The only mystique around algebraic effects is the same mystique there is around monads. I don't know if people have started equating algebraic effects to burritos yet but that's a pretty good way to take something simple and turn it into something confusing.

> Equating "algebraic effects" with "continuations" is like saying "if" is just "goto"

Fair enough. But are you responding to something I said? I didn't make that equation.

> The only mystique around algebraic effects is the same mystique there is around monads. I don't know if people have started equating algebraic effects to burritos yet but that's a pretty good way to take something simple and turn it into something confusing.
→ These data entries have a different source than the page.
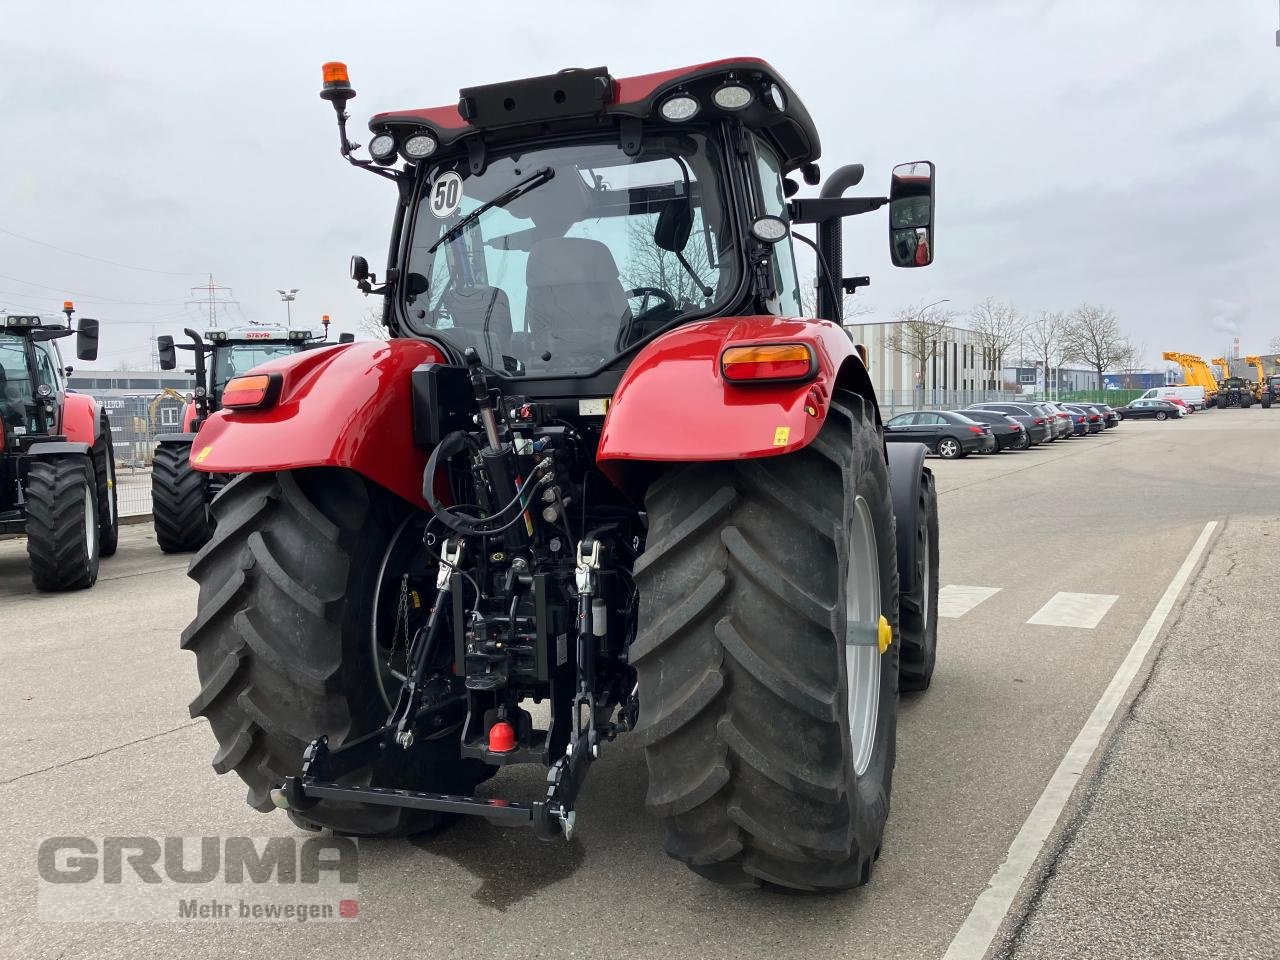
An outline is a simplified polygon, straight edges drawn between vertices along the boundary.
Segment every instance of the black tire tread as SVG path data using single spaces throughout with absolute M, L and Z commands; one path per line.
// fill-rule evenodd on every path
M 867 449 L 858 444 L 883 455 L 861 398 L 838 393 L 828 424 L 797 454 L 678 466 L 646 496 L 655 539 L 635 568 L 631 647 L 645 802 L 671 856 L 732 887 L 844 889 L 870 877 L 878 853 L 844 779 L 843 523 L 830 504 Z M 887 474 L 884 496 L 891 510 Z M 896 562 L 883 577 L 896 597 Z M 896 610 L 883 612 L 896 626 Z M 883 668 L 896 657 L 895 643 Z M 891 734 L 888 752 L 885 810 Z
M 111 421 L 104 415 L 98 439 L 93 444 L 93 475 L 98 486 L 98 556 L 115 556 L 120 543 L 119 491 L 115 476 L 115 445 L 111 442 Z
M 156 542 L 165 553 L 199 550 L 212 533 L 208 486 L 191 466 L 191 444 L 160 443 L 151 470 Z
M 916 549 L 929 551 L 929 583 L 917 583 L 910 593 L 903 593 L 901 604 L 902 652 L 898 662 L 900 690 L 927 690 L 933 681 L 938 651 L 938 489 L 933 471 L 920 477 L 920 498 L 916 506 Z M 899 521 L 901 522 L 901 520 Z M 918 579 L 918 577 L 917 577 Z M 922 602 L 923 590 L 930 591 L 932 603 Z M 928 622 L 922 615 L 928 611 Z
M 325 494 L 331 508 L 339 504 L 337 516 L 313 499 L 327 489 L 316 475 L 343 478 Z M 394 507 L 389 496 L 351 477 L 317 470 L 235 478 L 215 499 L 212 536 L 188 571 L 200 584 L 196 617 L 182 634 L 200 677 L 190 712 L 209 721 L 218 741 L 215 771 L 234 771 L 258 810 L 273 809 L 271 790 L 299 772 L 316 736 L 327 735 L 337 747 L 386 718 L 351 604 L 371 592 L 376 564 L 360 551 L 374 549 L 379 531 L 393 529 Z M 441 741 L 452 749 L 452 762 L 437 751 L 420 768 L 399 769 L 403 785 L 470 793 L 489 768 L 459 759 L 456 740 Z M 367 783 L 370 776 L 364 771 L 344 782 Z M 290 811 L 290 818 L 361 836 L 404 835 L 442 822 L 328 801 L 314 811 Z
M 27 557 L 38 590 L 84 590 L 98 579 L 98 554 L 86 555 L 86 486 L 96 494 L 87 456 L 41 458 L 28 467 Z

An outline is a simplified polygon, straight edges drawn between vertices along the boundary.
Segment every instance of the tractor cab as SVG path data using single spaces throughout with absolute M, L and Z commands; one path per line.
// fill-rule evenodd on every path
M 189 350 L 195 358 L 188 369 L 196 380 L 194 399 L 183 417 L 183 428 L 195 430 L 210 413 L 222 408 L 222 393 L 227 383 L 271 360 L 299 353 L 328 343 L 329 318 L 322 321 L 319 336 L 310 330 L 253 324 L 229 330 L 208 330 L 204 336 L 194 330 L 184 331 L 190 344 L 175 344 L 173 337 L 156 338 L 160 369 L 173 370 L 178 365 L 178 350 Z M 342 334 L 339 343 L 350 343 L 350 334 Z
M 65 321 L 38 315 L 0 316 L 0 422 L 5 440 L 0 450 L 61 430 L 61 398 L 70 367 L 63 365 L 59 340 L 75 333 L 76 355 L 81 360 L 97 357 L 98 321 L 82 317 L 78 329 L 73 329 L 70 302 L 65 309 Z
M 457 105 L 375 115 L 370 160 L 346 138 L 355 92 L 341 64 L 326 66 L 321 95 L 343 153 L 395 180 L 403 201 L 384 282 L 363 257 L 353 279 L 386 297 L 395 335 L 454 362 L 474 351 L 501 378 L 607 385 L 676 326 L 802 316 L 793 224 L 818 225 L 818 312 L 836 323 L 844 294 L 867 282 L 842 276 L 843 217 L 892 199 L 892 261 L 933 259 L 930 163 L 896 170 L 889 197 L 844 198 L 862 178 L 851 165 L 820 197 L 793 199 L 800 179 L 819 182 L 820 142 L 763 60 L 466 88 Z

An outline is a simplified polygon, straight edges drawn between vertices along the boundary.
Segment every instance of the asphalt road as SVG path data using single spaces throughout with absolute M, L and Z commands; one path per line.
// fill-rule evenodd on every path
M 363 843 L 358 920 L 40 922 L 43 837 L 298 832 L 214 775 L 212 736 L 188 717 L 183 558 L 124 528 L 92 591 L 42 596 L 22 542 L 0 543 L 0 956 L 941 957 L 1208 521 L 1202 564 L 992 949 L 1280 953 L 1280 414 L 1126 422 L 932 465 L 957 615 L 933 688 L 902 704 L 875 876 L 839 896 L 728 891 L 669 860 L 624 739 L 593 769 L 572 842 L 469 821 Z M 531 796 L 540 780 L 490 786 Z

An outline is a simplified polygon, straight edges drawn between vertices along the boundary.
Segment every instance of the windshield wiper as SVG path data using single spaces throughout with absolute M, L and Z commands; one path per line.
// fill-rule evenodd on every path
M 450 240 L 456 238 L 458 234 L 462 233 L 463 230 L 479 220 L 481 215 L 487 211 L 492 210 L 494 207 L 505 207 L 512 200 L 516 199 L 516 197 L 522 197 L 530 190 L 536 190 L 548 180 L 554 180 L 555 175 L 556 171 L 553 167 L 543 167 L 541 170 L 533 171 L 529 176 L 525 177 L 519 183 L 508 187 L 492 200 L 488 200 L 485 203 L 480 204 L 480 206 L 476 207 L 452 227 L 442 233 L 439 240 L 427 247 L 427 253 L 435 253 L 436 247 L 440 246 L 442 243 L 448 243 Z

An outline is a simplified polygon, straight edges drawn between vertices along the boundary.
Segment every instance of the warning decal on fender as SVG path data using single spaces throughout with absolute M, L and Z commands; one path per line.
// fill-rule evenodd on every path
M 212 452 L 213 452 L 213 447 L 205 447 L 203 450 L 201 450 L 199 453 L 196 454 L 195 462 L 204 463 L 205 458 L 209 456 L 209 454 Z
M 778 427 L 773 431 L 773 445 L 775 447 L 785 447 L 791 440 L 790 427 Z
Ah, are you saying that fundamentally there isn't really much to algebraic effects and they're much simpler than they're made out to be? If so then it perhaps we agree?

We disagree that they're just continuations (only one of many possible implementation strategies) but agree they're nothing special ;)
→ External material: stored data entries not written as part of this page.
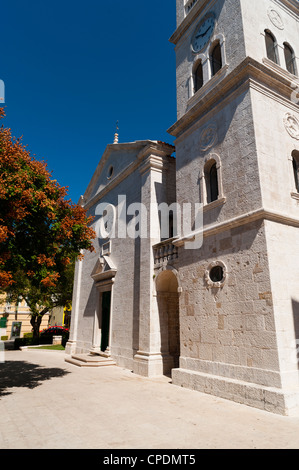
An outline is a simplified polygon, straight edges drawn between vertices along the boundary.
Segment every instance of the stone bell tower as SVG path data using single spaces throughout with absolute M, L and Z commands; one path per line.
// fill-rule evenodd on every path
M 173 382 L 272 412 L 299 405 L 299 19 L 296 0 L 177 0 L 178 238 Z

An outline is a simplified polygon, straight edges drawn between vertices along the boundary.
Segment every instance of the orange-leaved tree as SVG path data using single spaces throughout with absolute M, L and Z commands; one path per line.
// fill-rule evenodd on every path
M 74 261 L 82 250 L 94 249 L 91 218 L 66 195 L 47 165 L 2 126 L 0 290 L 26 300 L 34 336 L 45 313 L 71 300 Z

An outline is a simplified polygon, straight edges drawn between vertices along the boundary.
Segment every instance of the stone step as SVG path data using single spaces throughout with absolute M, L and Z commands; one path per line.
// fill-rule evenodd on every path
M 106 367 L 115 366 L 116 362 L 108 357 L 96 356 L 94 354 L 74 354 L 66 357 L 65 362 L 69 362 L 79 367 Z

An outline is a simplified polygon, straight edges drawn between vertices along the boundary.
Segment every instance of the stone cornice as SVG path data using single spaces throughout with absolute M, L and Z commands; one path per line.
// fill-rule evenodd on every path
M 186 242 L 192 242 L 196 239 L 196 235 L 203 235 L 204 238 L 211 237 L 221 232 L 240 227 L 242 225 L 247 225 L 258 220 L 268 220 L 271 222 L 276 222 L 283 225 L 289 225 L 292 227 L 299 227 L 299 219 L 295 217 L 290 217 L 280 212 L 272 211 L 265 208 L 260 208 L 246 214 L 234 217 L 232 219 L 226 220 L 224 222 L 215 223 L 213 225 L 208 225 L 203 227 L 203 230 L 197 233 L 190 233 L 181 238 L 172 240 L 172 244 L 175 246 L 184 246 Z
M 165 155 L 155 155 L 150 154 L 148 157 L 143 160 L 141 167 L 139 168 L 140 173 L 143 175 L 150 170 L 162 171 L 168 168 L 167 161 L 165 160 Z
M 299 2 L 297 0 L 272 0 L 277 5 L 283 5 L 285 8 L 293 12 L 297 17 L 299 14 Z
M 230 100 L 232 93 L 238 90 L 243 91 L 244 85 L 249 88 L 251 83 L 255 83 L 256 87 L 260 84 L 271 94 L 279 93 L 279 96 L 293 109 L 299 110 L 298 105 L 291 102 L 291 94 L 294 92 L 294 84 L 298 82 L 298 78 L 282 71 L 280 67 L 273 67 L 272 64 L 270 66 L 266 61 L 264 62 L 260 63 L 251 57 L 246 57 L 214 88 L 209 88 L 206 92 L 205 86 L 203 86 L 192 108 L 171 126 L 168 132 L 178 138 L 186 129 L 190 128 L 195 119 L 203 117 L 215 105 Z
M 117 271 L 111 270 L 111 271 L 105 271 L 103 273 L 93 274 L 91 277 L 94 280 L 94 282 L 99 283 L 101 281 L 107 281 L 107 279 L 114 278 L 116 273 Z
I don't think I said they're just continuations. In fact I'm trying to make the point that they're mostly just function calls (and I think in my career I've come across one case where I wanted something beyond function calls (for a constraint solver)). There are "multi-shot" continuations (whether you consider that interface or implementation I don't really mind), which have behaviour than function calls can't express, but I don't know of any algebraic effects beyond that.
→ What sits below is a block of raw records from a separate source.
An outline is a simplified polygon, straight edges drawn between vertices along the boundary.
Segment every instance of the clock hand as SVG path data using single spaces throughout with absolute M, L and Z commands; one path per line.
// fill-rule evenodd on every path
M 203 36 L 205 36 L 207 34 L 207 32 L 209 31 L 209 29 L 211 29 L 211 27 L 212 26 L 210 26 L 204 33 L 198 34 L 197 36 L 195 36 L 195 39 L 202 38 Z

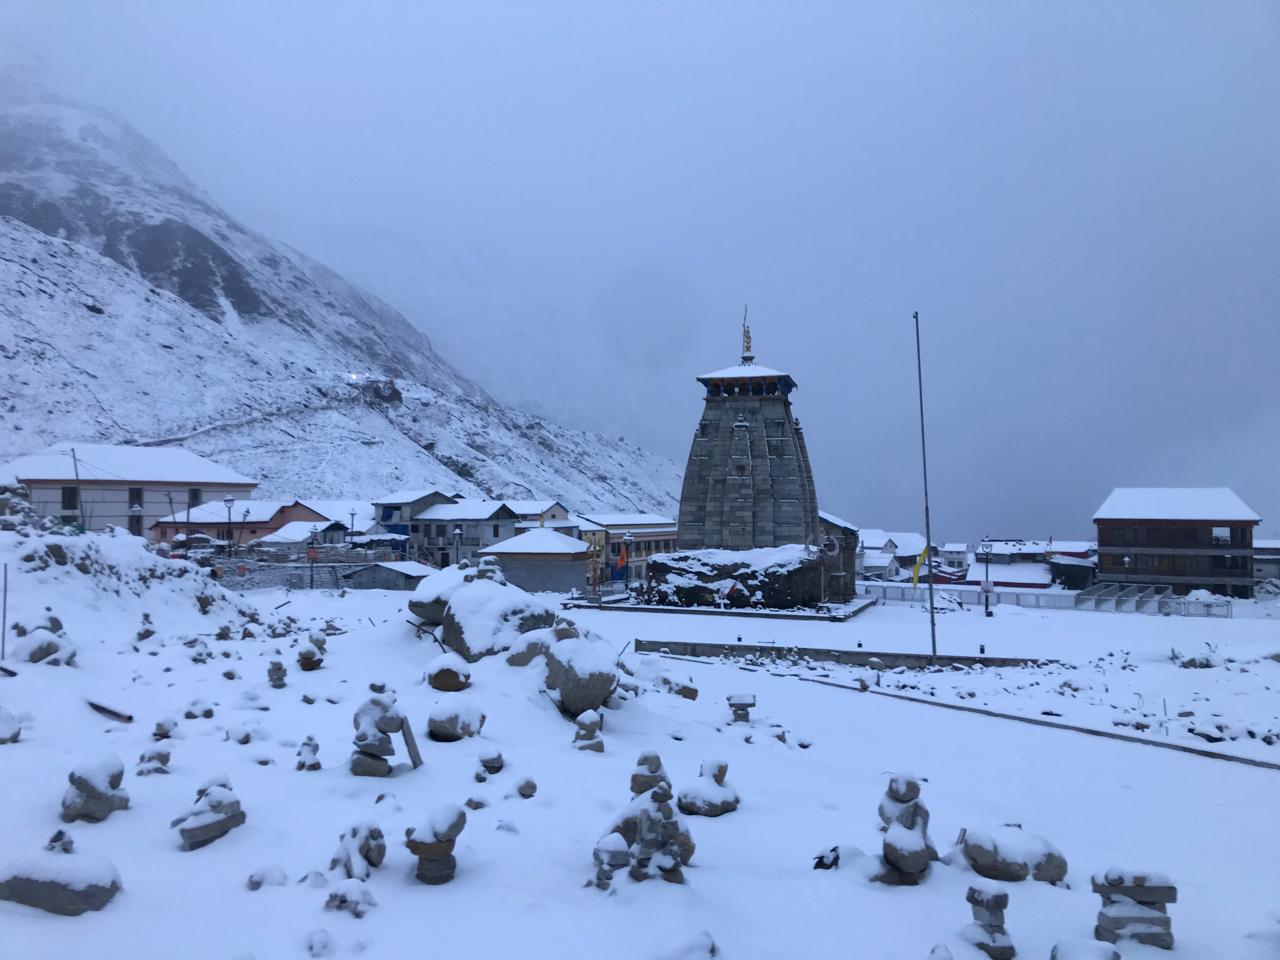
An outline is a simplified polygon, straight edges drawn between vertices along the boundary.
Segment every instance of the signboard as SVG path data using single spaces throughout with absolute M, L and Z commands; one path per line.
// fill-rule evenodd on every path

What do you think algebraic effects are, if they're not continuations?

EDIT: Ah, based on your comment at https://news.ycombinator.com/item?id=48334737 you might say they're a feature of an intermediate language? So you might take a surface language and "compile to an intermediate language of lambda calculus + algebraic effects", without specifying how that intermediate language is implemented (because it may not even be implemented, per se).

They're really just a protocol. You can implement them in various ways. They will always be some sort of delimited continuations but a "function call" or continuation passing style or anything of the sort does not have to be involved at all.

For example, let us say I don't allow "multi-shot" continuations like in your library, and I'm implementing Algebraic Effects in my own interpreted language.

One way I can implement effects and handlers is to have a handlers get registered in a stack, then when an effect is triggered, save the IP and current stackframe, search for the right handler and jump to it. "resume" then just resets the stackframe, pushes a value into the stack, and sets the saved IP.

(Only saw your edit after posting, sorry, but yes)

> They're really just a protocol.

Thanks, that clarifies where you're coming from. Is it possible to specify this protocol somehow, by defining an interface for it? Or by extending lambda calculus with the bits it needs?

(Maybe that's what the Koka folks do in their papers, and if so feel free to say, "yeah read their papers").

I'm thinking a less formally than that. Protocol in a very layman-y "perform is supposed to do this, resume is supposed to do this".

For example, Koka compiles handlers differently depending if they do multi-shot continuations or not. It can do this because all that matters is "perform is supposed to do this, resume is supposed to do this", not what they turn into (same as "if" turning into "cmov" in certain cases). I think it uses a continuation-passing style sort of implementation, but I can't quite remember.

Daan's libhandler implements effects for C in an entirely different manner. It captures the stack much like my example or a stackful coroutine library would.

I'm sure there a formal definitions in both the koka papers and the libhandler paper, but I just skim that stuff ;)

> Protocol in a very layman-y "perform is supposed to do this, resume is supposed to do this".

OK, but at the very least it has two primitives "perform" and "resume"? And they're supposed to interact in some particular way?

Yeah, there's three things you're supposed to implement: try/handle, perform, and resume. The names can vary (e.g., perform is often called "raise" or "do"). They have well defined interactions.

I don't actually know what the original paper describing what algebraic effects are supposed to do is, I just know them informally from Koka, Effekt, etc.

Interesting, then I wonder if anyone has distinguished them from continuation "protocols" such as shift/reset and prompt/control. Thanks!

Bringing it back to my original point, I guess I'd say that if you already have function calls, exceptions and threading built in to the language then you don't need perform/resume except in niche cases (multi-shot continuations being the only case I know of, but I don't even know of many applications of those).